Add to that the thousands of seeds, from the flowers that did have the opportunity to set seed, already lying dormant in the soil, and it’s easy to understand why pulling a few plants rarely solves the bigger problem. In fact, digging can often break up and spread those bulbs even further, creating even more plants for future seasons.
That’s why controlling sour sobs isn’t about winning one battle, it’s about slowly exhausting both the underground bulb bank and the seed bank over several seasons.
So, Here’s How to Manage Sour Sobs Naturally
We should always try to work with nature wherever we can.
Instead of pulling them out, simply chop them down before they have the chance to build up more energy reserves or set seed. A mower, whipper snipper or hoe all work beautifully.
That leafy material becomes free organic matter, it lays there, slowly breaking down into the soil and feeding the worms, fungi and beneficial microbes that make healthy gardens.
Even better, those little roots you’ve left behind continue doing a very important job.
As they naturally die away, they leave behind thousands of tiny channels through the soil. Those little passageways improve water infiltration, allow oxygen to move deeper into the ground and create spaces where your plants roots and soil life can thrive.
Nature has already done the hard work; you might as well take advantage of it.
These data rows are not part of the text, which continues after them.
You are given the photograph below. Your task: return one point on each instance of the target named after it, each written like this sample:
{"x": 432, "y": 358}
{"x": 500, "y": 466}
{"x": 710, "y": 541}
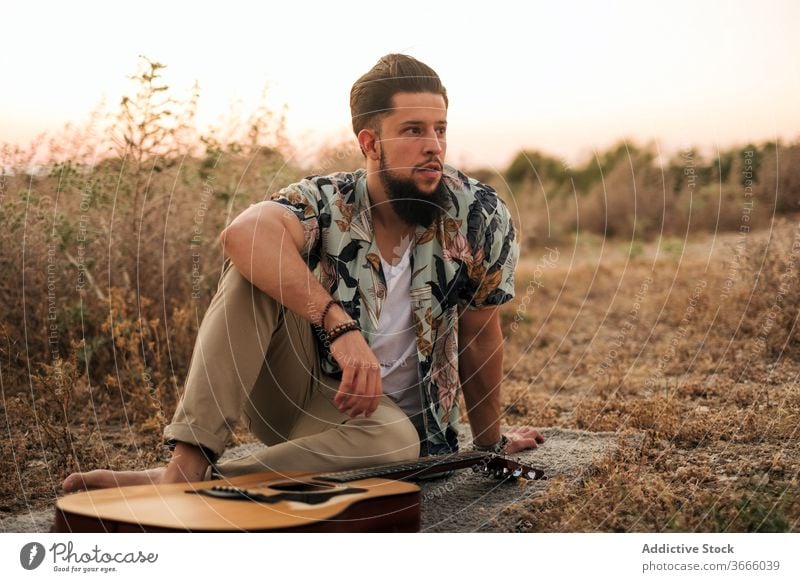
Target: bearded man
{"x": 353, "y": 308}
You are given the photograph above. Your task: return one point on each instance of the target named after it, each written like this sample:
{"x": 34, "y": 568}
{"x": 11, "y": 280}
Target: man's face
{"x": 412, "y": 148}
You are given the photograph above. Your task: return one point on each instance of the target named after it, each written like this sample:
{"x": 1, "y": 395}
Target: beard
{"x": 412, "y": 205}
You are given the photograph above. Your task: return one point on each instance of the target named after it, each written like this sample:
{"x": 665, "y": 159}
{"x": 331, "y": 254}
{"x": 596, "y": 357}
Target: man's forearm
{"x": 481, "y": 371}
{"x": 263, "y": 244}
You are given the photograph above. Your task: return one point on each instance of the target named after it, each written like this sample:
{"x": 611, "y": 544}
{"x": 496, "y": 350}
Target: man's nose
{"x": 434, "y": 144}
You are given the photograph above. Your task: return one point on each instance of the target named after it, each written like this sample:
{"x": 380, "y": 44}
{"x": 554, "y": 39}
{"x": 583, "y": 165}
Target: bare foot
{"x": 188, "y": 463}
{"x": 103, "y": 479}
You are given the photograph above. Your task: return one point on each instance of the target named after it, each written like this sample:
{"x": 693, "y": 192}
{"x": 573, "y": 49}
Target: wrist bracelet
{"x": 341, "y": 329}
{"x": 496, "y": 448}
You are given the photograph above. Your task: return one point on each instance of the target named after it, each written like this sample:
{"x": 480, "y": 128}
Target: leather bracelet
{"x": 325, "y": 310}
{"x": 342, "y": 329}
{"x": 496, "y": 448}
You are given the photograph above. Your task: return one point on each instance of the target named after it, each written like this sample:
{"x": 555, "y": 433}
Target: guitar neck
{"x": 424, "y": 467}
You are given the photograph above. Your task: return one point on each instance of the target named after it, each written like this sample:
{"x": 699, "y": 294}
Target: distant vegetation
{"x": 627, "y": 192}
{"x": 110, "y": 256}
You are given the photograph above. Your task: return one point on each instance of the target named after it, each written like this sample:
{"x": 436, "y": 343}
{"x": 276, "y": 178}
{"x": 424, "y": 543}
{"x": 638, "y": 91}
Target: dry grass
{"x": 705, "y": 370}
{"x": 689, "y": 349}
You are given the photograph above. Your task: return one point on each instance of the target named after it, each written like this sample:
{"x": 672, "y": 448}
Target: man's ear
{"x": 370, "y": 143}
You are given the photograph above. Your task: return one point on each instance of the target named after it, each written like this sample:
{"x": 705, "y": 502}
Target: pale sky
{"x": 563, "y": 77}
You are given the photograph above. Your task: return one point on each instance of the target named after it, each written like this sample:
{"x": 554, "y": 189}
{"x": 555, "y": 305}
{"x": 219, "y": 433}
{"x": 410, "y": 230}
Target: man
{"x": 353, "y": 307}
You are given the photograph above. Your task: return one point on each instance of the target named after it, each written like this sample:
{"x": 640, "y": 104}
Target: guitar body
{"x": 357, "y": 500}
{"x": 368, "y": 505}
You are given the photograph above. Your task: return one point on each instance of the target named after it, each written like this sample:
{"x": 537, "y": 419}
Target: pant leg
{"x": 254, "y": 358}
{"x": 324, "y": 439}
{"x": 242, "y": 330}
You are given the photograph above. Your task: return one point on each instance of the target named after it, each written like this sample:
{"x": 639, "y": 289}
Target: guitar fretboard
{"x": 426, "y": 466}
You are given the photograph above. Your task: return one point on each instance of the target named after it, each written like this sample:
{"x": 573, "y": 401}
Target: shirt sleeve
{"x": 495, "y": 256}
{"x": 304, "y": 200}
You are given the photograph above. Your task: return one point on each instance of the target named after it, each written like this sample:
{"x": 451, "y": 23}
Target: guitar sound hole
{"x": 302, "y": 487}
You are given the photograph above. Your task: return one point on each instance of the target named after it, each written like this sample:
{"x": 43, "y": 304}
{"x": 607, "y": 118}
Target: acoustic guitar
{"x": 373, "y": 499}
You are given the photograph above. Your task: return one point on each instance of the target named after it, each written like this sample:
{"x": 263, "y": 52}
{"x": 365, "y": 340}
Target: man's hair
{"x": 371, "y": 96}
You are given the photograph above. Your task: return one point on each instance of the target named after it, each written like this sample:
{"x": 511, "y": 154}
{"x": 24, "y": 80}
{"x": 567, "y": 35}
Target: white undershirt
{"x": 395, "y": 340}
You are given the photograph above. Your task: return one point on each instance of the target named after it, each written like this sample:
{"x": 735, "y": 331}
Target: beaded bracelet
{"x": 341, "y": 329}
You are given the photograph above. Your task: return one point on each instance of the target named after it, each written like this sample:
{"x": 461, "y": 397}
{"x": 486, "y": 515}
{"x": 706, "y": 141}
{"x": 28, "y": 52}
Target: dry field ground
{"x": 692, "y": 347}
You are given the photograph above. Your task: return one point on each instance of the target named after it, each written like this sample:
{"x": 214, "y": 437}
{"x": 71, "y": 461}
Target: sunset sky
{"x": 566, "y": 78}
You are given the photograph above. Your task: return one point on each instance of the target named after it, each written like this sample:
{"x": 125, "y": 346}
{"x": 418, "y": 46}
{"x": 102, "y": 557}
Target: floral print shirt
{"x": 464, "y": 260}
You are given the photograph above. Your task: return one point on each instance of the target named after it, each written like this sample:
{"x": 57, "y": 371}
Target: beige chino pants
{"x": 257, "y": 360}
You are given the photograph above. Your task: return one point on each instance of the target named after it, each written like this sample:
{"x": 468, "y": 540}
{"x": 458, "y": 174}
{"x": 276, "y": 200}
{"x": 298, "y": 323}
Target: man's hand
{"x": 360, "y": 389}
{"x": 521, "y": 438}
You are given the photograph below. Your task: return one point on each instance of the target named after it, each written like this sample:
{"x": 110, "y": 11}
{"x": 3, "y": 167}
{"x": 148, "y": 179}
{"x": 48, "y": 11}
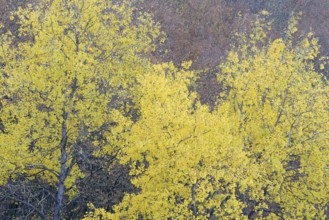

If they’re growing through your garden beds, add a generous layer of mulch, carboard, autumn leaves, anything organic over the top. Smother them!! Smothering them reduces the light they receive, helps weaken them over time and, at the same time, builds healthier soil underneath.
Patience really is your greatest tool.
Every year you stop the plants from photosynthesising; you’re slowly reducing the energy stored inside those underground bulbs. It won’t happen overnight, but neither did the infestation.
Is Roundup the Answer?
Sometimes, in severe infestations or areas where absolutely nothing else is practical, herbicides may have a place.
But they’re rarely the magic bullet people hope for, and often they kill other non-target plants that weren't intended (like the prized roses!!).
They usually kill the leaves you can see, but they do nothing to stop the countless dormant bulbs and seeds ready to emerge later. That’s why so many people spray year after year and still find themselves asking exactly the same question the following winter.
Sometimes the Weeds Are Trying to Tell Us Something
Believe it or not, those little yellow flowers are actually telling us something.
They’re reminding us that the soil has cooled right down.
The rains have arrived.
The microbes are active.
Earthworms are moving.
Life beneath our feet is quietly thriving.
Our gardens are breathing after another long, dry summer.
So perhaps instead of seeing sour sobs as the enemy, we can simply see them as another sign that winter has arrived, and everything is as it should be.
Give them a quick haircut, leave everything on the ground to feed the soil, spread a little mulch where you can and let nature continue doing what she does best.
Sometimes the healthiest garden isn’t the one with no weeds.
It’s the one with the healthiest soil beneath them.